La mattina dopo il sole ci dice che sarà una giornata più facile di quella che l’aveva preceduta. Oggi abbandoniamo il Sannio e lasciamo scivolare le colline molisane per sfilare velocemente gli sterrati del tavoliere. Attraversiamo i sentieri tracciati dagli impianti eolici. Vado più forte che posso ma non è abbastanza per superare i miei compagni e sono costretto a farli fermare per avere il tempo di appostarmi a scattare qualche foto. Accondiscendono con pazienza. Il tachimetro segna gli 80 km/h lungo questi saliscendi che fannoo assomigliare la cavalcata a delle montagne russe. La Puglia si avvicina e io mi sento parte del branco, un obbiettivo realizzato. Un mulino sul nostro cammino interrompe la nostra corsa. La Puglia è arrivata. Dopo di qui, solo asfalto che lasciamo alle automobili. In località “Ponte rotto” sento e, dentro di me, prego di non essere proprio noi a dover attraversare questo “ponte rotto”. Ho realizzato che la mia dose di coraggio per questo viaggio era agli sgoccioli! Il ritorno inizia in quel momento. Ovviamente anch’esso sul tratturo antico Pescasseroli-Candela. Nulla è lasciato al caso.

LA CITTÀ CHE VIVEVA PER LE PECORE

Sterrati, fiumiciattoli e altipiani si lasciano facilmente ammansire e ci conducono alle porte di una città in rovina: Altilia. Splendida: tutto è conservato in ottimo stato e, al suo interno, alcune case sono anche abitate. Qui tutto era in funzione della pecora: negozi per lo scambio di merci, lame per coltelli e impianti per la lavorazione della lana. Un complicato sistema di acquedotti permetteva a delle vasche di riempirsi per agevolare la colorazione del tessuto. Ci riposiamo sui gradini di un anfiteatro e ci lasciamo andare a qualche battuta. Pochi giorni di viaggio ci hanno trasformati in amici antichi almeno quanto quelle rovine.
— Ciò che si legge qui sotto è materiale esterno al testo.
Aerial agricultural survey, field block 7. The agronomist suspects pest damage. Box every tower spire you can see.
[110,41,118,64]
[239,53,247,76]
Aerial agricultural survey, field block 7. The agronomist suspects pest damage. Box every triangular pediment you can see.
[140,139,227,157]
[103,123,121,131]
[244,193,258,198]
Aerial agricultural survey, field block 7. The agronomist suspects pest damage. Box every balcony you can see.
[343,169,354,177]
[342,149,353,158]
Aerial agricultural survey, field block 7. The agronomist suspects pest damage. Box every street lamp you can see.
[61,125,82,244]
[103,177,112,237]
Questa è la magia della moto. Il riposo “sonoro” di alcuni di noi disturba il sonno di altri, perfino attraverso i muri. Immaginate le battute dell’indomani. Ma nulla ci può più fermare. Se i rilievi del Molise ci hanno incantati, i passaggi in quota in Abruzzo ci lasciano senza fiato.

COMINCIA UN NUOVO VIAGGIO

Attraversare le nuvole sopra il mondo lasciandosi alle spalle i chilometri di viaggio trascorsi insieme è il premio di tutta la fatica. Una storia finisce ed un’altra ne comincia e saranno le gole del Sagittario a sancire questo legame e a farci promettere di rinforzarlo presto. Mi dirigo a Foggia, questa volta faccio l’autostrada. C’è la mia fidanzata ad aspettarmi, che mi accoglie come un reduce di guerra, sporco, puzzolente e infangato con ancora l’attrezzatura da enduro indosso. Ma il suo sorriso mi dice che quella era la mia meta. Mi lavo, mi riposo e faccio quello per cui sono venuto. C’è una chiesa, vicino al mare, molto antica, romanica. È bellissima. Un lucernaio regala un raggio di sole che illumina l’altare. La sua semplicità lascia senza parole e capisco che questo è il luogo in cui comincerò il mio altro viaggio.